I did. The brake rotor has a larger diameter, which means that although the brake pad is the same size, the brake area is larger.
If you figure the outside of the rotor is 11.75" and the width of the braking surface is 1.8" ( I measured it),
then the total braking area is π (11.75/2)^2 - π(9.95/2)^2 = 30.67 square inches for the 11.75" rotors
For the 10.98 rotors the braking area is π(10.98/2)^2 - π(9.18/2)^2 = 28.5 square inches
The pad is the same size, but because the outer diameter of the rotor is larger, so is the circumference of the rotor. So at any given moment the pad area in contact with the rotor is the same, but the pad "sweeps out" a larger area on the rotor because it travels a longer distance in doing so. This doesn't directly improve braking force, but because the pad is acting over a larger area the brakes are dispersing the energy of braking over a larger area. Also, there is more surface area to disperse the heat energy once the braking is done. 30.67 vs. 28.5 doesn't sound like a big difference, but that's a 7.6% increase in braking surface.
But the biggest advantage is still the increase in braking force.
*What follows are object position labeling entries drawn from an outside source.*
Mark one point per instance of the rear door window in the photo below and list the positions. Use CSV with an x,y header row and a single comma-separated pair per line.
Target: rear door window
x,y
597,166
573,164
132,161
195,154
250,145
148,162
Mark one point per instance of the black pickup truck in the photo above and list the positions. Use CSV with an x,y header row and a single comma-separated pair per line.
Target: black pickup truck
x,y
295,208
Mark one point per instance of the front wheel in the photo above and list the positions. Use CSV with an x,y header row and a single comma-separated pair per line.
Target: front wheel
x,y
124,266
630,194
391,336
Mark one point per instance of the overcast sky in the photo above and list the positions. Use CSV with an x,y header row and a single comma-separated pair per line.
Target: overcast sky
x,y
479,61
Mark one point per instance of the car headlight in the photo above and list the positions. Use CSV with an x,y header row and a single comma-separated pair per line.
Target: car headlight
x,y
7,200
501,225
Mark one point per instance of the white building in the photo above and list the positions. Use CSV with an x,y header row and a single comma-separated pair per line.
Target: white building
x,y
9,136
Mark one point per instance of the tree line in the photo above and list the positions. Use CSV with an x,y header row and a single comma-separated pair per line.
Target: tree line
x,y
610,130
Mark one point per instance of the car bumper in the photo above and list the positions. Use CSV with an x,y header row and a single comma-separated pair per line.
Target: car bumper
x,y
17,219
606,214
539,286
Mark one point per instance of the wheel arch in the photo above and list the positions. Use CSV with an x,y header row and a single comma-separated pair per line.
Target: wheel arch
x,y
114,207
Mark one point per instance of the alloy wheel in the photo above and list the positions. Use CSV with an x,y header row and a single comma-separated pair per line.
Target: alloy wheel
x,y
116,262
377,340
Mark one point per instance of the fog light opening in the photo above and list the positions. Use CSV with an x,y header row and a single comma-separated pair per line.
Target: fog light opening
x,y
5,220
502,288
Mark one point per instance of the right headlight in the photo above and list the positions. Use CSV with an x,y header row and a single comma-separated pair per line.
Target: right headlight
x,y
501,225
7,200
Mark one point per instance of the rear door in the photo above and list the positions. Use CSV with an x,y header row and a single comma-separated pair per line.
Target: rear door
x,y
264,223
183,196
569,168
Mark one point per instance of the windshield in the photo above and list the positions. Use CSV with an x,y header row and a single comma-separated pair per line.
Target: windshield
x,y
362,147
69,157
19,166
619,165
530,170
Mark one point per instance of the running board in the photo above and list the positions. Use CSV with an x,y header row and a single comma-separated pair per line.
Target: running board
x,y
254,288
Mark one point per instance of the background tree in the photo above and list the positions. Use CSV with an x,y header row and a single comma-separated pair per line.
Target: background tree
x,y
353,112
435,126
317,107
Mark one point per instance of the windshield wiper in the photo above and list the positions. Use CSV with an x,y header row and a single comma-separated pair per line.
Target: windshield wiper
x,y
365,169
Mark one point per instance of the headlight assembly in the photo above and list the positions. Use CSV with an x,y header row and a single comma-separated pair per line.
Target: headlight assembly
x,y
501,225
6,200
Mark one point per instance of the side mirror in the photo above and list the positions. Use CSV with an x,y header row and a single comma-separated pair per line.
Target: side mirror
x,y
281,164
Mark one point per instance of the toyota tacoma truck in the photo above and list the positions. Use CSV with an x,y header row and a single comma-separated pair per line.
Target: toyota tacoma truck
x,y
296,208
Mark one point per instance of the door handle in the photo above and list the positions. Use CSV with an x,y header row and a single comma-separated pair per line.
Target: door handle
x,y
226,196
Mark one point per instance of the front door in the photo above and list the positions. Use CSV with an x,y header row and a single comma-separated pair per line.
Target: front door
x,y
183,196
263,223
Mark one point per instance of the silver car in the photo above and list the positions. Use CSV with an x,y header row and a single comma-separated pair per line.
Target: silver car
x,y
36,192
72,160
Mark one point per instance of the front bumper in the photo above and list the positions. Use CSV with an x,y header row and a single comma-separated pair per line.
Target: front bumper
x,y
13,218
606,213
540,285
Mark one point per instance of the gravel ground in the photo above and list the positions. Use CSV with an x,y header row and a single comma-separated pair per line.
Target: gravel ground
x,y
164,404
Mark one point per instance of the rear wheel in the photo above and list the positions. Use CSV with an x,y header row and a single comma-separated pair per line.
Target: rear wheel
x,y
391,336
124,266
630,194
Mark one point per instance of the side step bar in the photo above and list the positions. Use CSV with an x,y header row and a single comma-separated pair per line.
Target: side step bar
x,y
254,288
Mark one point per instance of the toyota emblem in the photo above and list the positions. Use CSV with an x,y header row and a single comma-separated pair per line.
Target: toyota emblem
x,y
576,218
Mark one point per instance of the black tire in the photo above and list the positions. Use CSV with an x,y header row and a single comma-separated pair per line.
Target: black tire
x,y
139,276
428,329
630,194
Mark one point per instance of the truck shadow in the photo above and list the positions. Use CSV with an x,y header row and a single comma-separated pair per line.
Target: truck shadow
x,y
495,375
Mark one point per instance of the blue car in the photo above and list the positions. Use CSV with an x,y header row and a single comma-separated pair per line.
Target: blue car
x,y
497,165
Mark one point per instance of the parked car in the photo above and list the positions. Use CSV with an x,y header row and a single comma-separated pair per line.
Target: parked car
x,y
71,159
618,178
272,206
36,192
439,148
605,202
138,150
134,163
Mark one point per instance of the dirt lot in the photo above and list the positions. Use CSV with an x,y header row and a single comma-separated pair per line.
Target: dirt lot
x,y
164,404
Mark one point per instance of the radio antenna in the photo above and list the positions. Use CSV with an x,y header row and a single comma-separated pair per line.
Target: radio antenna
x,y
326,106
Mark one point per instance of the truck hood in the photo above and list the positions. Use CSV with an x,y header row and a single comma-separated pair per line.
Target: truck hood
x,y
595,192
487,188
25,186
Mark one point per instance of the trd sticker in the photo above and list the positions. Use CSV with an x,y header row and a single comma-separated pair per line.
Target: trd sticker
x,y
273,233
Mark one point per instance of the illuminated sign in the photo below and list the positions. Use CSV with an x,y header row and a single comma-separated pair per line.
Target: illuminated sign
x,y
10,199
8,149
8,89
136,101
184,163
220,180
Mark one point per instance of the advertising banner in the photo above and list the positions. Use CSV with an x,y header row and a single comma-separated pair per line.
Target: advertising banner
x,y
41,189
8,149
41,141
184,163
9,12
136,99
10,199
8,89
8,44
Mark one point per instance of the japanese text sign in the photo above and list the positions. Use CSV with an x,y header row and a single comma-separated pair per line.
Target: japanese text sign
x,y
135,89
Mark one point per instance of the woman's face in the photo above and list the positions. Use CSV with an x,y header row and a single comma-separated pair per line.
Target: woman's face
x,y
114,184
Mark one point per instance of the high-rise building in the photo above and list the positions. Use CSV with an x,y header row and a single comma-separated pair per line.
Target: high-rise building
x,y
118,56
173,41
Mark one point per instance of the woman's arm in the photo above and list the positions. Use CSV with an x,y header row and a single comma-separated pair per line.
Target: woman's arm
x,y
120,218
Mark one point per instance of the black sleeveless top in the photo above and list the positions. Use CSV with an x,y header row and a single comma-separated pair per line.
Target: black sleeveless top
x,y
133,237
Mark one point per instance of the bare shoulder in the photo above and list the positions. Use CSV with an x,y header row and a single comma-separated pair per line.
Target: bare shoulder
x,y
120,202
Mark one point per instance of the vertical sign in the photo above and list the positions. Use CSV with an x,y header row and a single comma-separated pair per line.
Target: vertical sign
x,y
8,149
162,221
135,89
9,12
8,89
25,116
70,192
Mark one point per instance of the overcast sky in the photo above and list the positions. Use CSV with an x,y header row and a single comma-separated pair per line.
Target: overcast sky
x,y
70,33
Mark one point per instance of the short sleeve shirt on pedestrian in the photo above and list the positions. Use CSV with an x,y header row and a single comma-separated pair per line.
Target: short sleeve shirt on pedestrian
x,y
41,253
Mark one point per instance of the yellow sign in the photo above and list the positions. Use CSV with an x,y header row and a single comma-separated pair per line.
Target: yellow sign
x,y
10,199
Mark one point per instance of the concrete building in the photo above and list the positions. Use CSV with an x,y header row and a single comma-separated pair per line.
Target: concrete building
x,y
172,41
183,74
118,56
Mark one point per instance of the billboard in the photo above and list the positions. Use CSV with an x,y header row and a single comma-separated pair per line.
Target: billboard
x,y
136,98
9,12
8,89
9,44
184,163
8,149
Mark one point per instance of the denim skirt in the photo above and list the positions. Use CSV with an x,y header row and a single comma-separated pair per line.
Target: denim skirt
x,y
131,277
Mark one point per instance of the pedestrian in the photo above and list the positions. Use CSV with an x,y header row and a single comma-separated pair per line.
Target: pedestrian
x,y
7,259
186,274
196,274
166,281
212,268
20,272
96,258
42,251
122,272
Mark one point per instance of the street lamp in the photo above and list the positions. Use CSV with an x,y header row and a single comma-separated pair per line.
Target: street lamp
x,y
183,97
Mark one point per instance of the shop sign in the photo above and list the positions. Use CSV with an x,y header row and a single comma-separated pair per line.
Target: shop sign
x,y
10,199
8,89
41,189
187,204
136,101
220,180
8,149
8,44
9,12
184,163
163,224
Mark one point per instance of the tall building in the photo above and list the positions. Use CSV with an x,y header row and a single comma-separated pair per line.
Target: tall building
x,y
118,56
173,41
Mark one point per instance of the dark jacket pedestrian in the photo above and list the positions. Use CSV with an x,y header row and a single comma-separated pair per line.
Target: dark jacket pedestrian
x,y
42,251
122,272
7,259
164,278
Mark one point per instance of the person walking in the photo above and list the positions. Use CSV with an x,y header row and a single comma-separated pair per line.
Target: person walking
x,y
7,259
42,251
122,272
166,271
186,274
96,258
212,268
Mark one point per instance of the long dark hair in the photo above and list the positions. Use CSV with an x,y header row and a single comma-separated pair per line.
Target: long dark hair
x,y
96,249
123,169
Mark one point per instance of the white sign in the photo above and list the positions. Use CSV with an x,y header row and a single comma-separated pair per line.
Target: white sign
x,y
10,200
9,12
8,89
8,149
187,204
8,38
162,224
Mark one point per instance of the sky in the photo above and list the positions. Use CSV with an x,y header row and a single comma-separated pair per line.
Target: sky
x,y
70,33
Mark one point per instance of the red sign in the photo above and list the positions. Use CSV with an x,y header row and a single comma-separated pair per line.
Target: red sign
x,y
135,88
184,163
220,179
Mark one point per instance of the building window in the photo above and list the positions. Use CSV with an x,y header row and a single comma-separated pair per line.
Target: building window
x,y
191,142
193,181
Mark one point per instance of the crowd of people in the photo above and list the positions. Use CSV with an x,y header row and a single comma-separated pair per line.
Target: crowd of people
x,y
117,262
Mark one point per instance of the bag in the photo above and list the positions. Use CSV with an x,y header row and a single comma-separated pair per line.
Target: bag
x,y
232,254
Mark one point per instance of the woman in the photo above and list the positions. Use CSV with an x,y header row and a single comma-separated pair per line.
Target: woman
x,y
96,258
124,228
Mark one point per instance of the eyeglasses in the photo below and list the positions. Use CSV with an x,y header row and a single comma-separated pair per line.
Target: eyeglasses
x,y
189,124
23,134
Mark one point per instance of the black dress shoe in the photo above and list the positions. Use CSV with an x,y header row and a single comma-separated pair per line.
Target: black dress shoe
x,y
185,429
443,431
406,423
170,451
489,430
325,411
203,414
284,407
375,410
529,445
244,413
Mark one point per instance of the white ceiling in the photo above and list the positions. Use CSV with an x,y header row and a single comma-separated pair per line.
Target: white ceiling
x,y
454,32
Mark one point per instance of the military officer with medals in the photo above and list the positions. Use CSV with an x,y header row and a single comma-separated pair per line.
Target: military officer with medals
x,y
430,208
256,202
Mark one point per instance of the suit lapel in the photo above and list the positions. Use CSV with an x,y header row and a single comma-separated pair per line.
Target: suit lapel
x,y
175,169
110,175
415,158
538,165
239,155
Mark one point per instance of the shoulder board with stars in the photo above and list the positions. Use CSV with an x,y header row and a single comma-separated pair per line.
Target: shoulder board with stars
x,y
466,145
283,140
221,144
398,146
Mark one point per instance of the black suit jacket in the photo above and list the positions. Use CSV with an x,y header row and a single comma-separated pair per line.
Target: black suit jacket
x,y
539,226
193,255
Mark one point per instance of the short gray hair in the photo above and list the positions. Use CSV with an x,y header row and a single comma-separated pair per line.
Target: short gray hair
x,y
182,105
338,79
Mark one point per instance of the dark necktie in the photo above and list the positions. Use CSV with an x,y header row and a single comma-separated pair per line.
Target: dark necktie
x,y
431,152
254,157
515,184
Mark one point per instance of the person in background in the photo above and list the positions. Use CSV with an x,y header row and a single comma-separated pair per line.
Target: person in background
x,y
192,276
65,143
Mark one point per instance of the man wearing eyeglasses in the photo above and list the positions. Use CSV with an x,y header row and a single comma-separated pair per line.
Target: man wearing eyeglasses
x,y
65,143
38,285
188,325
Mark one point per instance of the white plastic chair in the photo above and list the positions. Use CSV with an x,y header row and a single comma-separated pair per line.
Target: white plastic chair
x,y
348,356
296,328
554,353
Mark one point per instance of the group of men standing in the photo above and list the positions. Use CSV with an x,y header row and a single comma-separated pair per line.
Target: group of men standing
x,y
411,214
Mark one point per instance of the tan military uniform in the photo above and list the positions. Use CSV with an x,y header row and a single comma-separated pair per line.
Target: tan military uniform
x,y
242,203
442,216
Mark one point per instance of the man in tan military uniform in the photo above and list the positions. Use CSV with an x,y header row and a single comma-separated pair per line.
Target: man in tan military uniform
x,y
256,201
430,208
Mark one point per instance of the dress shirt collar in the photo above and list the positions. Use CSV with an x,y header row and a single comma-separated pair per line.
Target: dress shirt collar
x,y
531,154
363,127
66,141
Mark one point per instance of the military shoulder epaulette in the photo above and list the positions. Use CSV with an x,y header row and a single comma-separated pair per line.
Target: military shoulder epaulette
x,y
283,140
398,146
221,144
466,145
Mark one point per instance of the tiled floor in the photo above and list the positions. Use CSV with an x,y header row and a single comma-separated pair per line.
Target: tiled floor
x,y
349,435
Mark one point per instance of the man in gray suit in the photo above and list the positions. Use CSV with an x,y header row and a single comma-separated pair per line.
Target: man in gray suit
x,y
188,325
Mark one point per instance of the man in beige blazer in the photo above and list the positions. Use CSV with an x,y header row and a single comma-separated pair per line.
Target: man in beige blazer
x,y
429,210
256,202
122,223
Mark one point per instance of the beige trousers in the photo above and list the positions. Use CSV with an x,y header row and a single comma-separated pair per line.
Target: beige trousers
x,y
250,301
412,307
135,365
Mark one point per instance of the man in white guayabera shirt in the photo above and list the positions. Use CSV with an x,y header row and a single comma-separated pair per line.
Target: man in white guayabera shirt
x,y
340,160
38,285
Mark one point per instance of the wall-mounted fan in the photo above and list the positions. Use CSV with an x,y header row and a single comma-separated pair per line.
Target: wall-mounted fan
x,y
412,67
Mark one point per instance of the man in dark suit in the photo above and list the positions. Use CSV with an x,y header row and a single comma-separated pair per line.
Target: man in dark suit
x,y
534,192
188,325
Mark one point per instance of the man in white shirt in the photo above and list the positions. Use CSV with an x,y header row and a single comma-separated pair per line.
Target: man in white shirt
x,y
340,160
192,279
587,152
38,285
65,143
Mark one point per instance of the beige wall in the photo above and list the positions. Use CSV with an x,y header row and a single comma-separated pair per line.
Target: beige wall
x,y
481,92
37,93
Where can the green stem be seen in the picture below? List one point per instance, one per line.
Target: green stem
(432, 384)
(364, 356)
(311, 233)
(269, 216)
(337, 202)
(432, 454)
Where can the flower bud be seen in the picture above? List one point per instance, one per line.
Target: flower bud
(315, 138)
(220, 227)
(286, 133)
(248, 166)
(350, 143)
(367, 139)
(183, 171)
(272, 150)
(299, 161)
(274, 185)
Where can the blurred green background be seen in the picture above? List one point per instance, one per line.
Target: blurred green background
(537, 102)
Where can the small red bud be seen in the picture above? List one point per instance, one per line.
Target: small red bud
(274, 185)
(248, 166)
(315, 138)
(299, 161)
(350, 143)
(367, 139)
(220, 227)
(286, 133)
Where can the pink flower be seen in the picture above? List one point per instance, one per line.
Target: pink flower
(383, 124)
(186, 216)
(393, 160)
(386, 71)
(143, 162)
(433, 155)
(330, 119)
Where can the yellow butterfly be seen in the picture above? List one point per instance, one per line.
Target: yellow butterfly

The larger diameter of the rotor means that although you have the same force applied by the brake pads, the force acting at the hub is larger. The larger diameter means the force applied by the pads has a larger "lever arm". Just like using a ratchet with a longer handle, the force applied is multiplied directly by the length of the lever arm. Longer ratchet, more power. Larger diameter rotor, more braking power.
For a 11.75" disk, the center of the brake pad is roughly 4.975" away from the center of the rotor. For a 10.98" disk, that distance is 4.59". So, if you take 4.975/4.59, you'll find that the braking force is going to increase by 8.3%, even though nothing but the rotor diameter changed.